Fashion

A Perfect Intersection of Hip-Hop & Feminism

by Kat George

There's a delicate vulnerability about being a woman that artist Zoë Buckman has articulated perfectly with her "Every Curve" series, embroidering vintage lingerie with Biggie and Tupac lyrics. The dichotomy between the diaphanous fabrics and the aggressive rap prose is startling, and quite frankly, brought a tear to my eye this morning. The fading transparency of the garments speaks volumes about the way a misogynist pop culture perspective reduces women and reclaims them with its own definitions and labels, the most glaring being the word bitch, evident over and over again in these particular lyrics.

The project is described on Buckman's site as being preoccupied with:

“explor[ing] the both contradictory and complementary influences of Feminism and Hip-hop in her upbringing... unit[ing] the apparent contradictions between 'the masculine' and 'the feminine' in contemporary culture. The installation of these hanging garments illustrates the oppositional perceptions of woman as sexual object, woman as love, and woman as creator; perceptions which, with recourse to history, remain unchanged.”

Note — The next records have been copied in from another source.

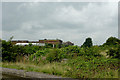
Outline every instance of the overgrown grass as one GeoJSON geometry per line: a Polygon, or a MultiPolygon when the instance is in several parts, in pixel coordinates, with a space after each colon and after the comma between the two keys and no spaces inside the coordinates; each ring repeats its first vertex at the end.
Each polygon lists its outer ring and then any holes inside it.
{"type": "Polygon", "coordinates": [[[31,62],[4,62],[2,67],[42,72],[71,78],[118,78],[116,59],[89,59],[78,57],[65,62],[34,64],[31,62]],[[95,61],[94,61],[95,60],[95,61]]]}
{"type": "Polygon", "coordinates": [[[33,64],[33,63],[21,63],[21,62],[4,62],[2,67],[12,68],[18,70],[42,72],[47,74],[64,76],[68,66],[62,66],[60,63],[48,63],[48,64],[33,64]]]}

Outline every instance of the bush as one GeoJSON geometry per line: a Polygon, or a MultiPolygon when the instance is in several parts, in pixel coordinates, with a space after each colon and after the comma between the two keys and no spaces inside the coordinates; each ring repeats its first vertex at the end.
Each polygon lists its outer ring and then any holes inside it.
{"type": "Polygon", "coordinates": [[[107,55],[109,55],[112,58],[120,59],[120,45],[118,45],[118,47],[116,48],[109,49],[109,51],[107,52],[107,55]]]}

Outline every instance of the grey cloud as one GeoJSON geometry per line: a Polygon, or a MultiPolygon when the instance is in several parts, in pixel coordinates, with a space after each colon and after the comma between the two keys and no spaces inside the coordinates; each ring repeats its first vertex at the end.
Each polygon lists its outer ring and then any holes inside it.
{"type": "Polygon", "coordinates": [[[60,38],[82,44],[92,37],[102,44],[117,34],[115,3],[3,3],[3,38],[60,38]]]}

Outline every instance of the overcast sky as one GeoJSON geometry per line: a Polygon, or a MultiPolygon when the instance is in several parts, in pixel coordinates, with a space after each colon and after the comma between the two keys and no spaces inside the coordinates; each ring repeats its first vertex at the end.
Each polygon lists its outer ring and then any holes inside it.
{"type": "Polygon", "coordinates": [[[118,37],[116,2],[3,2],[2,39],[61,39],[94,45],[118,37]]]}

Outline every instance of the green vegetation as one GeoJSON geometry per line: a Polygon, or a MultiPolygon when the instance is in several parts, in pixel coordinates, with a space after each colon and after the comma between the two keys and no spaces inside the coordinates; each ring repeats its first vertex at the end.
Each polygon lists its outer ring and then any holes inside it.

For any woman who has ever felt victimized or swaddled by a man's treatment of her, "Every Curve" will resonate. There's a small space which women inhabit in rap, and it exists either in the realm of vitriolic violence or angelic reverence. There's no autonomy for women in the male dominated world of hip-hop, and Buckman's projects holds up the bare bones of womanhood, our hidden, most fragile inner skin, and tattoos it with the oppression of what are widely regarded as legendary rap poetics.